Wright’s parents were slaves on a Louisiana plantation. As he grew to manhood he developed into a perfect giant, standing six feet four inches in his stocking feet, and as strong as a horse. So big, so powerful, so good natured, he was that he became famous as one of the very best and most valuable slaves in the whole southland. Many a time did the master refuse an offer not so very much less than the big white mansion house cost, and for thirty years he lived and worked for this one master. The master was good to him and in many ways those were among his happiest days.
One day, however, the master died and Henry was sold to a slave dealer who carried him up to Virginia and there he was sold to one owner after another, some of whom were frightfully cruel. Those were hideous days and one night he stole away from the slave quarters, hid in a swamp, and by hurried night tramps and the underground railway he made his way to Ohio and freedom. This was during the war and the old fellow, sixty-five years old then, made his way to Lakewood, or rather to the woods which covered most of the land where Lakewood now stands.

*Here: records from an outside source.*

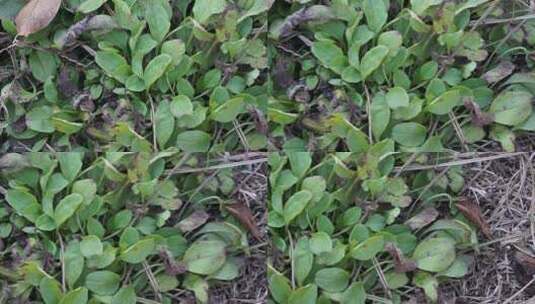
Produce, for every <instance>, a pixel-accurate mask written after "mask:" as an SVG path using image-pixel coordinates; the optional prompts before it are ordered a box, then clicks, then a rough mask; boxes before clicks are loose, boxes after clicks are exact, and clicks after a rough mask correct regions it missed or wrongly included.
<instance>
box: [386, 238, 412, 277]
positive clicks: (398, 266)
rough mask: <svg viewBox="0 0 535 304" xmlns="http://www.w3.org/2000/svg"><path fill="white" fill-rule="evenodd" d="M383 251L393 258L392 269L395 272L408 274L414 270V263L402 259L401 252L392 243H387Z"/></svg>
mask: <svg viewBox="0 0 535 304" xmlns="http://www.w3.org/2000/svg"><path fill="white" fill-rule="evenodd" d="M385 250H386V251H388V253H390V255H392V257H393V258H394V269H395V270H396V272H400V273H401V272H410V271H413V270H415V269H416V262H414V261H412V260H410V259H407V258H406V257H404V256H403V253H402V252H401V250H399V248H397V247H396V245H394V244H393V243H387V244H386V246H385Z"/></svg>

For two months or so the escaped slave lived in the depths of the woods, slept at the side of a log and subsisted on scraps and refuse thrown out from the few houses in the neighborhood and which he gathered up when everybody was in bed. After a few weeks of this kind of life he was tracked and caught by John West and a number of men, taken to the West home and treated kindly until his terror of the white men wore off.
Wright soon proved himself a valuable farm hand and found plenty of occupation. Many tales are told of his abnormal strength although at the time he first came to Lakewood he had lived what is ordinarily supposed to be a lifetime. He was a man of the strictest moral character and temperate habits. He never used tobacco nor liquor of any kind and often said that his long life was due to this abstinence.
Three wives he survived and, although he had a number of children, none are left with the exception of a son, William, who has been his sole companion for the past eighteen years.
“Lije” Hunley, a venerable white haired darky, who for thirty-two years has been the closest chum of “Uncle Henry,” remained near the body of his dead friend all day yesterday and to any chance listener he would tell with shaking voice of the prowess and the goodness of the dead man.
Henry’s funeral will be held this afternoon from the Mastic’s undertaking rooms at the corner of Detroit street and Bell avenue. He will be buried by the side of his three wives in a cemetery in Rockport.